The NormalizeData step is basically just ensuring expression values across cells are on a comparable scale. By default, it will divide counts for each gene by the total counts in the cell, multiply that value for each gene by the scale.factor (10,000 by default), and then natural log-transform them.
Hi,
I stumbled upon this question and had a follow-up question.
I am re-analysing a single-cell RNA-seq dataset with two samples (plus minus treatment) and have downloaded preprocessed data from the geodataset as two .csv files. The authors state these files contain matrices that have been QC and logNormalized – and scaled.

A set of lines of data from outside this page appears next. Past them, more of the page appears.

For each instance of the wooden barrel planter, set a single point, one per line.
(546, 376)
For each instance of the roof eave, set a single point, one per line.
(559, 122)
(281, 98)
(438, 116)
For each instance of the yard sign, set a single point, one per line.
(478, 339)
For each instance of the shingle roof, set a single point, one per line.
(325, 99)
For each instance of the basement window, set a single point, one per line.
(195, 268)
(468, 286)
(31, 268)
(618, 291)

After creating a Seurat object for both datasets, I checked the nFeatures_RNA and nCount_RNA for either dataset and got around twice as many nFeatures as nCounts_RNA. I can’t explain this.
To me UMIs are the nCount_RNA and I can’t find anything on the internet proving otherwise.
If nCount_RNA is UMIs, and there are only half the UMIs as genes detected, how have the genes been detected? I believe that you can’t have two RNA molecules from different genes detected by the same UMI.
I attach a plot of the nCount_RNA against nFeatures_RNA and hope someone with a kind heart can clarify my question. If it helps these cells should be endothelial cells.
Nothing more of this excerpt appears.